MOORESBURG — A Hawkins County gated community that was previously identified as extremely vulnerable in the event of a wildfire has achieved Firewise USA site recognition from the National Fire Protection Association.
The Tennessee Division of Forestry and local officials joined the residents of Chelaque Estates Wednesday morning for a ceremony to celebrate the community’s becoming a nationally recognized Firewise USA site.
Hawkins County Emergency Management Agency Director Gary Murrell said Chelaque is Hawkins County’s only Firewise USA site, but other communities in the county are vulnerable.
What motivated this effort?
The Gatlinburg wildfires that began in November 2016 killed 14 people, injured 175 others, destroyed more than 2,400 homes and businesses and caused more than $500 million in damage.
Following the tragedy, many communities, especially those located in heavily wooded areas with rough terrain that could be easily cut off, have worked to achieve Firewise USA status.
Murrell told the county commission’s Public Safety Committee Thursday that Chelaque Estates checks all of those boxes.
“That (a wildfire) would be a nightmare in there,” Murrell said. “You’ve got 80-something residences in there. Part of them are seasonal, part of them are full-time, but there’s one way in and one way out. If it catches on fire, it’s a tinderbox.”
Murrell added, “But they have worked a lot down there, cleaning out around their homes, making it safer. We have a meeting scheduled for the first two weeks in September with the homeowners’ association on their evacuation plans, where they’re going to evacuate the people to if they need to. They’re being very proactive. The Sevier County fire made them really step up and listen.”
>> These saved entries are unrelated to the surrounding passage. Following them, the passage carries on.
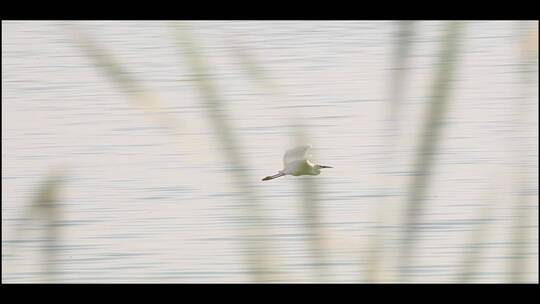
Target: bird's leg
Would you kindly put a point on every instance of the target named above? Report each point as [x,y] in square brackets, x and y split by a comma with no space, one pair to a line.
[273,176]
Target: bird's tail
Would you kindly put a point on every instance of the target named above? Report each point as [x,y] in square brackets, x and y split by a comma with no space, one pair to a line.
[273,176]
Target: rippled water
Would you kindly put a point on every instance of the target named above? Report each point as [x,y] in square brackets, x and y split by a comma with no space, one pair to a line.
[137,206]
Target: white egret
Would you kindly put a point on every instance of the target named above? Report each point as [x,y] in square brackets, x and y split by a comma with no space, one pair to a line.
[298,162]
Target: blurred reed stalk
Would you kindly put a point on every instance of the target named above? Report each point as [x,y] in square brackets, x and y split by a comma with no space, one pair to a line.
[149,101]
[528,54]
[258,259]
[45,209]
[429,139]
[376,254]
[472,257]
[310,196]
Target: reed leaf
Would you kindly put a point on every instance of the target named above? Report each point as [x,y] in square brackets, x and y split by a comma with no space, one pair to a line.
[429,139]
[258,259]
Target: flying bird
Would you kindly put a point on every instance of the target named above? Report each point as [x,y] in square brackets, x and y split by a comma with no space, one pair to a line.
[298,162]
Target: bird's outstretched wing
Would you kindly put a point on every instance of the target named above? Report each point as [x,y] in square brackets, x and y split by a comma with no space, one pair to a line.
[298,153]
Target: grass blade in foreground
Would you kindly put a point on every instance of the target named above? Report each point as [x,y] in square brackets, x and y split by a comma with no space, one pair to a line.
[257,252]
[429,139]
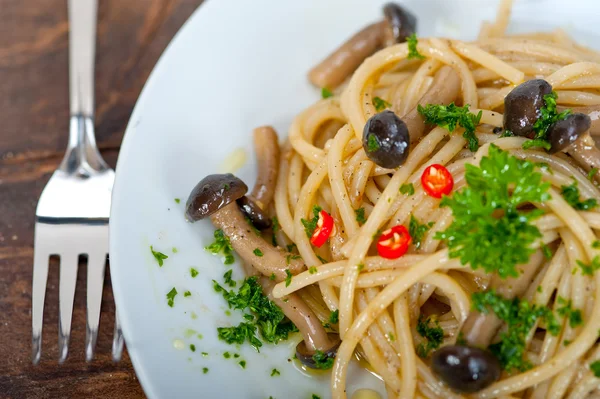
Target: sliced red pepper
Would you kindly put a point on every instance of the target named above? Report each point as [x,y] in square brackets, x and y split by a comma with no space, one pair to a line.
[437,181]
[325,229]
[394,242]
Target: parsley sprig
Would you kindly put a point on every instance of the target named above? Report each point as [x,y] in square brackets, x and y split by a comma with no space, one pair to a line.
[266,318]
[520,317]
[450,116]
[489,231]
[548,116]
[221,245]
[311,224]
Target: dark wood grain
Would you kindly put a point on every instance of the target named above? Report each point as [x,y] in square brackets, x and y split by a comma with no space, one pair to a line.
[33,133]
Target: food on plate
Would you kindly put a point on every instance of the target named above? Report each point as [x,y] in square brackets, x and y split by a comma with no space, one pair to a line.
[434,215]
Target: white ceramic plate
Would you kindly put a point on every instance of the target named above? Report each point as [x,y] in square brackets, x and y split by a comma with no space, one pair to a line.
[236,65]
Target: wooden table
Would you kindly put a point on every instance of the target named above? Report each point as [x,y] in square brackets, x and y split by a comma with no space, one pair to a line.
[34,120]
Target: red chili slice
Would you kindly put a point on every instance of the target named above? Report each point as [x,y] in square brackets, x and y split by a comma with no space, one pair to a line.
[325,228]
[394,242]
[437,181]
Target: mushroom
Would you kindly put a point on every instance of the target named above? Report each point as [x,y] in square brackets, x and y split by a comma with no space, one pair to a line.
[215,196]
[571,136]
[395,28]
[315,338]
[469,368]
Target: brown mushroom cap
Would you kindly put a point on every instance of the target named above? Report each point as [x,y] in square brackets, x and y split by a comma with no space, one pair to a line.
[213,193]
[401,22]
[306,356]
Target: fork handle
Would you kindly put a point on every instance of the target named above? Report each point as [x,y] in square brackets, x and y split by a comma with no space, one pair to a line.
[82,155]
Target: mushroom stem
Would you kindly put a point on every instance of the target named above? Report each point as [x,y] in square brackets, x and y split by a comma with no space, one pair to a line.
[246,243]
[480,328]
[334,69]
[587,155]
[444,90]
[266,146]
[295,309]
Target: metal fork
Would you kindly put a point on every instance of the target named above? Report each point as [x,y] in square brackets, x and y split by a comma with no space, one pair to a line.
[73,210]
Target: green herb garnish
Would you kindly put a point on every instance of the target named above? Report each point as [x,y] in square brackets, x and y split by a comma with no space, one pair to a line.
[311,225]
[380,104]
[221,245]
[589,270]
[322,360]
[267,318]
[413,52]
[372,143]
[360,215]
[159,256]
[407,189]
[171,297]
[548,116]
[489,231]
[566,310]
[326,93]
[434,335]
[417,230]
[450,116]
[572,196]
[520,317]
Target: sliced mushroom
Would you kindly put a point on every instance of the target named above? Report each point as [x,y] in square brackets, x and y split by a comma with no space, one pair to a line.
[215,196]
[468,368]
[395,28]
[315,338]
[266,146]
[444,89]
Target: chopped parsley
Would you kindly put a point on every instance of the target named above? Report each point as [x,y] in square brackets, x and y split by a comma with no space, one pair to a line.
[288,277]
[326,93]
[322,360]
[450,116]
[266,318]
[433,335]
[372,143]
[595,367]
[566,310]
[380,104]
[489,231]
[159,256]
[222,245]
[588,270]
[592,173]
[520,317]
[334,316]
[311,225]
[548,116]
[360,216]
[572,196]
[417,230]
[228,280]
[407,189]
[413,52]
[171,297]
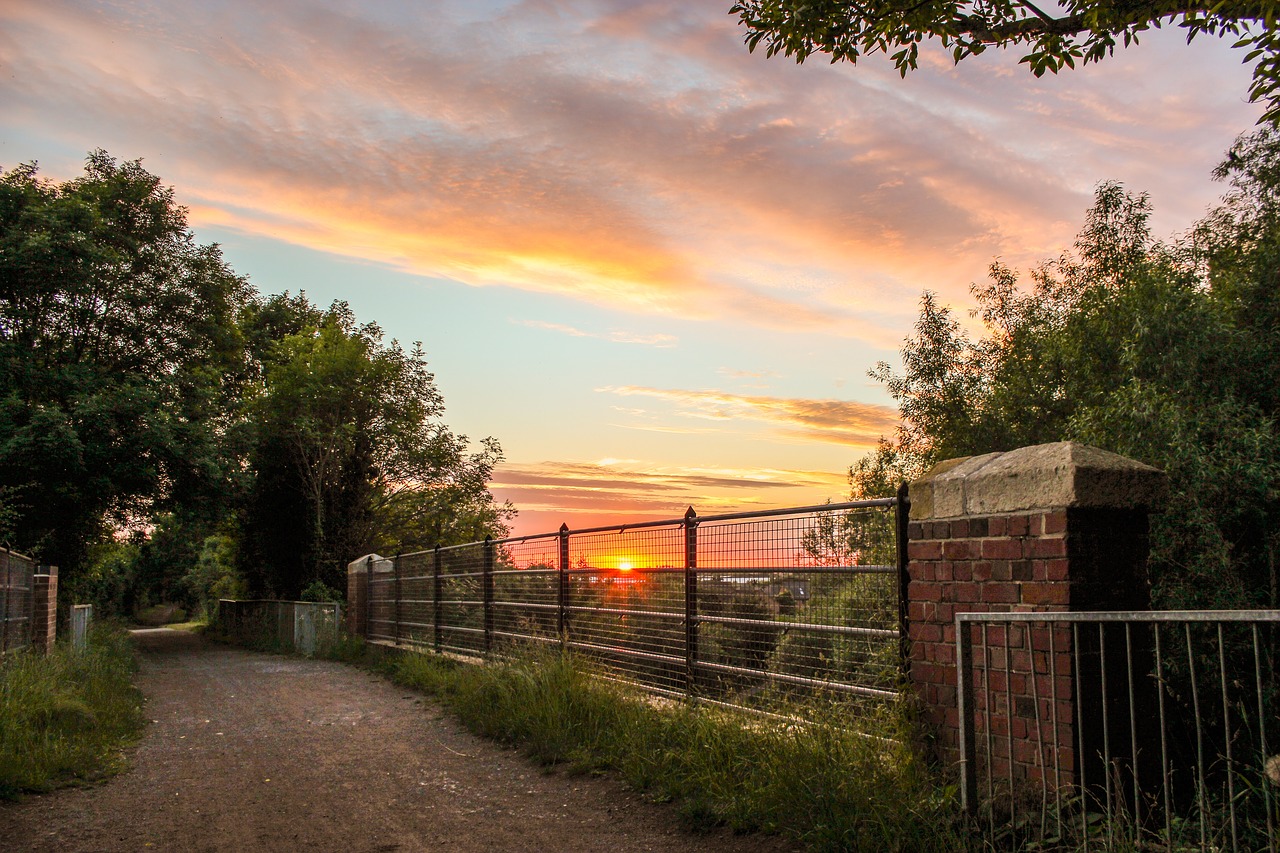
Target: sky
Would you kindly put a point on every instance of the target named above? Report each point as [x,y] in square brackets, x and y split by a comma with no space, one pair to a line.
[654,265]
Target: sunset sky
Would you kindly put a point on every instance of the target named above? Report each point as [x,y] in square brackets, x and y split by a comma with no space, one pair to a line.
[656,267]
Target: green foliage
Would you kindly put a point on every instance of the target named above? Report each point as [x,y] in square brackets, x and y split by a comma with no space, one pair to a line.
[214,575]
[167,436]
[108,579]
[1161,352]
[65,716]
[350,452]
[117,340]
[320,592]
[1080,31]
[823,784]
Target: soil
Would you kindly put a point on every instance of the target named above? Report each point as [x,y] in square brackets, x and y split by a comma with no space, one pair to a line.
[261,752]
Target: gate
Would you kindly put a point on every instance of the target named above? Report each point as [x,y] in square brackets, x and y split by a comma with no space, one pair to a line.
[1132,730]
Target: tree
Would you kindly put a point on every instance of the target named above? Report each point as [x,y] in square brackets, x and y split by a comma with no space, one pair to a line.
[1056,36]
[351,454]
[118,349]
[1161,352]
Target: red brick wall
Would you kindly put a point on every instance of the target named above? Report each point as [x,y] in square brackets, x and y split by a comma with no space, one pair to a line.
[1047,561]
[357,598]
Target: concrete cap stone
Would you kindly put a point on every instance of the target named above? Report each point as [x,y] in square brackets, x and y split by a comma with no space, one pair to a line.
[1045,477]
[361,565]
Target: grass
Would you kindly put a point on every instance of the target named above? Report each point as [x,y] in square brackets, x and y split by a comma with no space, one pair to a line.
[65,717]
[822,784]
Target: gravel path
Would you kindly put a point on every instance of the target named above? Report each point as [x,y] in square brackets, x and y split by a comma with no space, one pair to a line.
[260,752]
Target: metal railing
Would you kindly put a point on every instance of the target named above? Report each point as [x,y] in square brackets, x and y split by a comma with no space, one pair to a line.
[745,609]
[1141,730]
[81,621]
[17,593]
[300,625]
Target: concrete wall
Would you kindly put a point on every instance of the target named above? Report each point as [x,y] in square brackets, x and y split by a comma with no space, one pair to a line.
[1050,528]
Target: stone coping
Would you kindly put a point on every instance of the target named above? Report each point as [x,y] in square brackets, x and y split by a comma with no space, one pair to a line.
[1045,477]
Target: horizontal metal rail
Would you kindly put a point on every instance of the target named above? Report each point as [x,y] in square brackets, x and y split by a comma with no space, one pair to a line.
[670,523]
[803,601]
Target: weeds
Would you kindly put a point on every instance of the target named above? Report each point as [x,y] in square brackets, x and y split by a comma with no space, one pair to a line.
[65,716]
[821,783]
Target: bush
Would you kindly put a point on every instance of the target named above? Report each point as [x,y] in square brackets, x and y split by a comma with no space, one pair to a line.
[65,716]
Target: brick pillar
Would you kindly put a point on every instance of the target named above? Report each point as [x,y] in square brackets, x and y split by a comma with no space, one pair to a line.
[357,594]
[1050,528]
[44,609]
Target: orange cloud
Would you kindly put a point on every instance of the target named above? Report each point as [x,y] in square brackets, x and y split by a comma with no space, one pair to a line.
[621,491]
[842,422]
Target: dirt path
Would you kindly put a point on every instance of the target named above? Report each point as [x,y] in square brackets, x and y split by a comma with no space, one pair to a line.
[259,752]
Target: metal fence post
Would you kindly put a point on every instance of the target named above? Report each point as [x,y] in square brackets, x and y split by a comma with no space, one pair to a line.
[964,707]
[369,598]
[437,588]
[488,594]
[903,519]
[690,601]
[396,566]
[562,587]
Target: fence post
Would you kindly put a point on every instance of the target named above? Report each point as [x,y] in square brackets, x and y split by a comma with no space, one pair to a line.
[690,601]
[1052,528]
[562,587]
[396,568]
[964,706]
[437,588]
[4,601]
[488,594]
[904,576]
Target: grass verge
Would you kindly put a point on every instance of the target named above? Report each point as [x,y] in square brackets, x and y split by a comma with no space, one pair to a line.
[822,784]
[65,717]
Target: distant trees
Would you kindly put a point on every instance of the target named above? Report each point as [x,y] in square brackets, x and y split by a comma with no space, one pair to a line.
[1168,354]
[118,343]
[351,455]
[149,395]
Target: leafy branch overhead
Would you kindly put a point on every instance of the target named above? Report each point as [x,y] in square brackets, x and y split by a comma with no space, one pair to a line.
[1056,35]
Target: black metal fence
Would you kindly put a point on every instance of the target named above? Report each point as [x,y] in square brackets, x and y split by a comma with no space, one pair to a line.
[17,598]
[744,609]
[1121,730]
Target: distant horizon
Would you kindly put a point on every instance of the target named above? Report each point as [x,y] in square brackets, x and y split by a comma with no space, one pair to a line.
[656,267]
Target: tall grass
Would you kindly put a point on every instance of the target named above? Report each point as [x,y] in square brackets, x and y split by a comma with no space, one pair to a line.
[64,717]
[822,783]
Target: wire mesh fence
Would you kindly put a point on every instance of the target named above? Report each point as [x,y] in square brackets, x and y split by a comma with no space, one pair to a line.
[748,609]
[81,623]
[17,598]
[1136,730]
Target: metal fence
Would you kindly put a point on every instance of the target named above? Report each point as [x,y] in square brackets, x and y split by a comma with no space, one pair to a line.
[81,619]
[300,625]
[743,609]
[1130,730]
[17,592]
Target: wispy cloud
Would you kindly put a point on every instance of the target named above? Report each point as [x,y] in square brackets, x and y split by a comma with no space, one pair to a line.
[631,489]
[841,422]
[631,155]
[616,336]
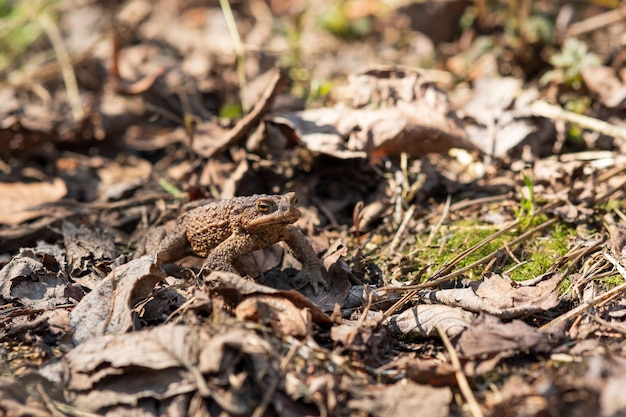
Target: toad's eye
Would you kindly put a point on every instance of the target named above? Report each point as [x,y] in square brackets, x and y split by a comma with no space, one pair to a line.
[264,206]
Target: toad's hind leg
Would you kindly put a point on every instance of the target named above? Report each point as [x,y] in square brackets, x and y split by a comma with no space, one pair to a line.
[303,251]
[221,257]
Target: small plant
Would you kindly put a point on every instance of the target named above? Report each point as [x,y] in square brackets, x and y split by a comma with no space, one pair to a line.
[568,63]
[527,203]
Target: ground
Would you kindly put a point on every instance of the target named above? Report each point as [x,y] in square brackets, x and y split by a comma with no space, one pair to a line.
[460,173]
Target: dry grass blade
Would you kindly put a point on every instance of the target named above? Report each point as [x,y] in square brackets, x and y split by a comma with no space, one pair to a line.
[464,386]
[445,278]
[67,71]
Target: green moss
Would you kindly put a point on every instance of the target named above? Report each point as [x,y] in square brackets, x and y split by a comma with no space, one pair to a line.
[536,255]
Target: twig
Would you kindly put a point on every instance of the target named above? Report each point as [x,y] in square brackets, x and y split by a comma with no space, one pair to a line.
[271,389]
[543,109]
[461,379]
[67,71]
[617,291]
[394,243]
[413,289]
[596,22]
[433,233]
[234,35]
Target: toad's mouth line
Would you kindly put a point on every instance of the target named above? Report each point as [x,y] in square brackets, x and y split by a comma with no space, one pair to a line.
[282,222]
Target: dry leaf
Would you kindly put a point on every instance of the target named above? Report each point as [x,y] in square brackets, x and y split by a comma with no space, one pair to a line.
[28,280]
[422,320]
[108,307]
[18,199]
[500,297]
[276,312]
[402,399]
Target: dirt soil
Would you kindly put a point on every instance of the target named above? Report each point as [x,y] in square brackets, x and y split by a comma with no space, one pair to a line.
[460,174]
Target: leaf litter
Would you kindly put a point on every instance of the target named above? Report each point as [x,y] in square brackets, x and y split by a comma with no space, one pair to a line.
[466,202]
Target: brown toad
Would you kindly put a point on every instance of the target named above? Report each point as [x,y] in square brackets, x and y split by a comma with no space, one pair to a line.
[224,230]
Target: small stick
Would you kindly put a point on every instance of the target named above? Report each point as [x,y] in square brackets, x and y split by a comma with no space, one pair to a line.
[549,111]
[461,379]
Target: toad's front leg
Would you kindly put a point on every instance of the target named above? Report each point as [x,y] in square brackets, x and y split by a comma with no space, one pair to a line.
[303,251]
[221,257]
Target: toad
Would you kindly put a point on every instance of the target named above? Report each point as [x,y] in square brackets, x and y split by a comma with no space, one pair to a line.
[223,230]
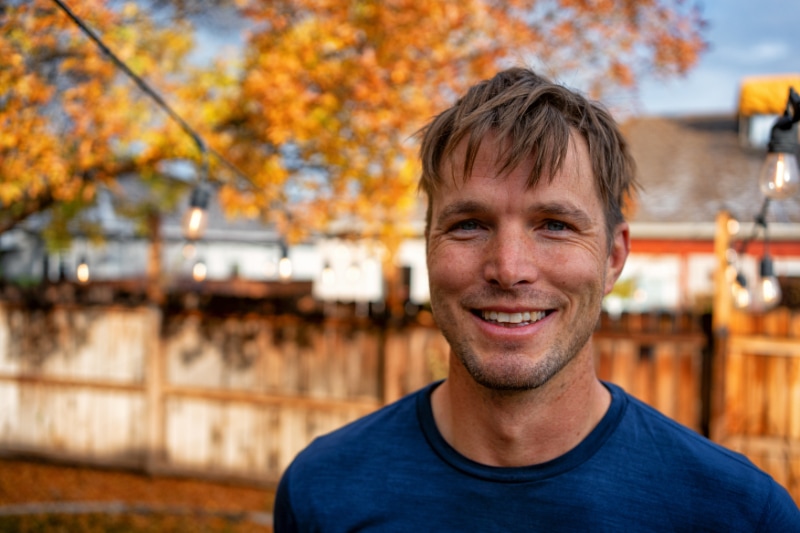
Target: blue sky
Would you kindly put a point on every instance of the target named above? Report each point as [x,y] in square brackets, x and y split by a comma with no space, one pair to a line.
[746,37]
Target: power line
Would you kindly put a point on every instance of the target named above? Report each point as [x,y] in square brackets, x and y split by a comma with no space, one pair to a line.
[149,91]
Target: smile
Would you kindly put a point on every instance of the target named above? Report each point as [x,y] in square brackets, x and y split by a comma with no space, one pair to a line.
[525,317]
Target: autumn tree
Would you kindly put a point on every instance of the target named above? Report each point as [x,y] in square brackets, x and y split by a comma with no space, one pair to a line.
[316,112]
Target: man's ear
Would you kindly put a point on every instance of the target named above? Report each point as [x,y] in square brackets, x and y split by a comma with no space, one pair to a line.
[618,254]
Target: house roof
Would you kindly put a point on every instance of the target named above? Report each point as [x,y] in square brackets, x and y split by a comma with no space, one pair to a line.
[691,168]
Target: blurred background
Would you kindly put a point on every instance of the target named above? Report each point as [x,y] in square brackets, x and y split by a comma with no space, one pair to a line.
[211,241]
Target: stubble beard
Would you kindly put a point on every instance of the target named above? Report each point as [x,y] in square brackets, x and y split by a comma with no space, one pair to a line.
[509,369]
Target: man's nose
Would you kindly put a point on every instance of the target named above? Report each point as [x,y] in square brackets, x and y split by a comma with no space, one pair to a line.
[511,258]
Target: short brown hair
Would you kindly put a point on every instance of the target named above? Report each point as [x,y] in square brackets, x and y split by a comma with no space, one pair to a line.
[535,117]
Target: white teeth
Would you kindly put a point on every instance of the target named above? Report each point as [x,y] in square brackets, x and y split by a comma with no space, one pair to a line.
[513,318]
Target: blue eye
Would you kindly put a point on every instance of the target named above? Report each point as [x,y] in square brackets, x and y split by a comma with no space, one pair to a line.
[555,225]
[467,225]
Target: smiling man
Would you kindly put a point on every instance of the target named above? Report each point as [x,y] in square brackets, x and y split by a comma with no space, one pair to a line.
[525,236]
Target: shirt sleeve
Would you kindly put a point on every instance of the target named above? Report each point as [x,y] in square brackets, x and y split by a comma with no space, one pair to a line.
[283,515]
[781,512]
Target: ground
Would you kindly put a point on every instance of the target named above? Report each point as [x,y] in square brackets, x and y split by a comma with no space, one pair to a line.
[38,496]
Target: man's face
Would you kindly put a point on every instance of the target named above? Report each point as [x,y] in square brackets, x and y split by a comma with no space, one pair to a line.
[517,274]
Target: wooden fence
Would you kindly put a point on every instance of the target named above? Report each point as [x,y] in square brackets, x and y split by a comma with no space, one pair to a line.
[756,379]
[237,397]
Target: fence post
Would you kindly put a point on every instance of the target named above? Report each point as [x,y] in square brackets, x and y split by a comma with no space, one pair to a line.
[720,317]
[154,380]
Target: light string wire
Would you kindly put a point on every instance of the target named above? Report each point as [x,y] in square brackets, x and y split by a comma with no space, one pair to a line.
[152,93]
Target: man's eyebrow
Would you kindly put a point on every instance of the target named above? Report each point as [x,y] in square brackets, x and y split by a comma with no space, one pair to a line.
[559,209]
[461,207]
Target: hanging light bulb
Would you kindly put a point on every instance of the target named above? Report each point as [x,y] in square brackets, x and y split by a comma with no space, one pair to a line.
[780,177]
[328,275]
[769,289]
[740,292]
[199,271]
[195,219]
[284,265]
[82,272]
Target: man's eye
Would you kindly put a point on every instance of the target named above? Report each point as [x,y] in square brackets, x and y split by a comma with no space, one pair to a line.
[555,225]
[466,225]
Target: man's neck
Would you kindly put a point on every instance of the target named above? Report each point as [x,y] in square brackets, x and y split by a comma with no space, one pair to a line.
[498,428]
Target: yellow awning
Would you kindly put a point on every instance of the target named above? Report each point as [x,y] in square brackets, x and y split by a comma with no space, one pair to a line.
[766,95]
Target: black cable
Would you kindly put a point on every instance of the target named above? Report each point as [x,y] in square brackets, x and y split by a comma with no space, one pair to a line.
[201,144]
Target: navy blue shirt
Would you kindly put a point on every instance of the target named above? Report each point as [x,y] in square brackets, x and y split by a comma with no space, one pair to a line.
[636,471]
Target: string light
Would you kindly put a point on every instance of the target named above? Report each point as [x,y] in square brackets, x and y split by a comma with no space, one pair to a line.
[82,272]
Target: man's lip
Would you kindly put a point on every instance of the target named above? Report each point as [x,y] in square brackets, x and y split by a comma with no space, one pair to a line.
[512,316]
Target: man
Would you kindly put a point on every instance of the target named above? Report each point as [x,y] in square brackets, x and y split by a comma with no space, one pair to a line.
[525,235]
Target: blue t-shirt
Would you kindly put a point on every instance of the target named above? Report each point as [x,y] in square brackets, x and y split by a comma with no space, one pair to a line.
[636,471]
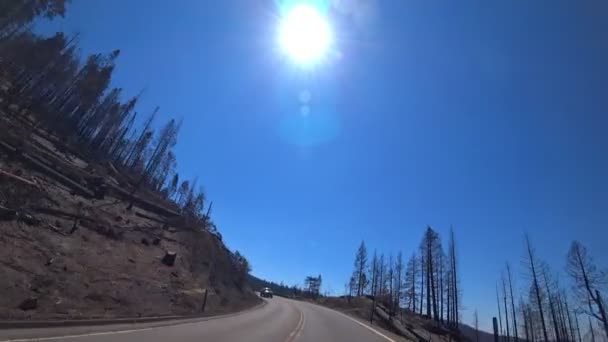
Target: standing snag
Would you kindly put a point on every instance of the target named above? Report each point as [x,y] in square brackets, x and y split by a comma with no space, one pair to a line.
[587,282]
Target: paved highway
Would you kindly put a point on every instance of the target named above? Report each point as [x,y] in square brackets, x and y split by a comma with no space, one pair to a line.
[280,320]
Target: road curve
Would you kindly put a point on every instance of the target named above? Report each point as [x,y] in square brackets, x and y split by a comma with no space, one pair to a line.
[281,320]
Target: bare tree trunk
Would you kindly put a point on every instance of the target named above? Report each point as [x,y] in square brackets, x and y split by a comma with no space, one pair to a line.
[441,294]
[524,312]
[454,277]
[552,308]
[536,288]
[600,305]
[578,328]
[570,325]
[591,330]
[499,313]
[516,335]
[504,290]
[422,266]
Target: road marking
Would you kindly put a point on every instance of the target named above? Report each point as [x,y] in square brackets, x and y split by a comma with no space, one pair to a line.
[367,327]
[298,329]
[80,335]
[116,332]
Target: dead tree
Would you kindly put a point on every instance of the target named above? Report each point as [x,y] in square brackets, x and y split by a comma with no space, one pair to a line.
[552,308]
[516,335]
[533,269]
[504,291]
[587,279]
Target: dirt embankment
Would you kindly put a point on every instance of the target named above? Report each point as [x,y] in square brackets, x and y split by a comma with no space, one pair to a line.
[66,255]
[404,323]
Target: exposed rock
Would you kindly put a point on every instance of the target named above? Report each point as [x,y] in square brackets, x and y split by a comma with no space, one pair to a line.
[29,304]
[169,258]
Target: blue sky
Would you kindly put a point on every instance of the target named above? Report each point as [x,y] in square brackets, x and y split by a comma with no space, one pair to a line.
[490,117]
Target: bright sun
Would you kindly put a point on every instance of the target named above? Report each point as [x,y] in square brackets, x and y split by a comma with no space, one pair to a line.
[305,35]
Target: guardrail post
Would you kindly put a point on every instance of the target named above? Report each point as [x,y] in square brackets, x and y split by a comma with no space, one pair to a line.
[204,301]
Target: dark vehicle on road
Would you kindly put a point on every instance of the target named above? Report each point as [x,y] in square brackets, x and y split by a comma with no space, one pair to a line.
[266,293]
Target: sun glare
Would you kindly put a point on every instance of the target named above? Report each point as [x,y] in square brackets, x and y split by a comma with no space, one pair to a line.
[305,34]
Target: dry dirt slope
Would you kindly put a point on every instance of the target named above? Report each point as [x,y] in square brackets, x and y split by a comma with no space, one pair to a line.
[110,265]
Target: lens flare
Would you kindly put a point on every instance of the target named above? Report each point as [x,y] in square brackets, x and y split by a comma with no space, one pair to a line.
[305,34]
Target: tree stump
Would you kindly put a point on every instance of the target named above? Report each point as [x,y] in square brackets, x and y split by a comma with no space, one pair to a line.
[169,258]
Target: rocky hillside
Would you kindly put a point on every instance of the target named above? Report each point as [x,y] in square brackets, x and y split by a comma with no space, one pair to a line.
[71,246]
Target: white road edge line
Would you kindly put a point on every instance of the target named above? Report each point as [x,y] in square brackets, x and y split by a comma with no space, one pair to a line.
[366,327]
[116,332]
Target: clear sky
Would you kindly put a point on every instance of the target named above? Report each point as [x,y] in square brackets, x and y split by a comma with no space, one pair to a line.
[490,116]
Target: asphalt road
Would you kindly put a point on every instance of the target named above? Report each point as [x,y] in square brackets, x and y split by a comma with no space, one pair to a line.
[280,320]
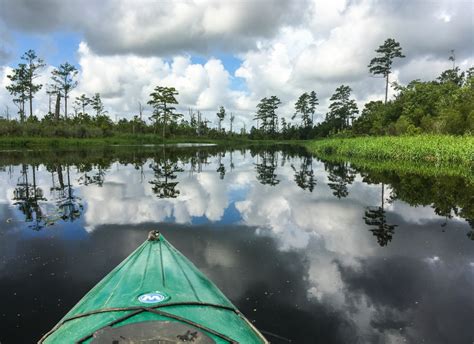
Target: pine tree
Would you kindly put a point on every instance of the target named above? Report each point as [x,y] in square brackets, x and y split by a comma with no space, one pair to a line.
[33,64]
[382,64]
[161,99]
[64,76]
[342,108]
Murrell said he hopes that the Chelaque Estates’ success in achieving Firewise USA status will inspire other gated communities in Hawkins County to do the same.
There’s grant money available if other communities want to follow Chelaque Estates’ example. Murrell said it’s very important to the county that they do it.
There are about 1,400 Firewise USA communities nationwide.
How do you earn Firewise USA status?
To earn Firewise USA site recognition, a community must work with its local fire department and the Tennessee Department of Agriculture Division of Forestry to conduct wildfire hazard assessments.
State Forester David Arnold said communities must also develop and implement a Community Wildfire Protection Plan.
“The community’s commitment to complete projects specified within their Community Wildfire Protection Plan allows them to apply for grant opportunities through the Division of Forestry,” Arnold said. “This is a testament to the power of partnerships to better protect the citizens of Tennessee.”
Chelaque Estates is the sixth Tennessee community to earn the recognition in 2018. Tennessee led the nation for the number of new Firewise USA sites for the first quarter of 2018, bringing the state’s total to 24 since the program started in 2002.
“We are proud to have the Chelaque community be the first to be recognized as a Firewise USA site in Hawkins County,” said Area Forester Cody Lamb. “They put tremendous effort in achieving this status, and they are safer because of that effort.”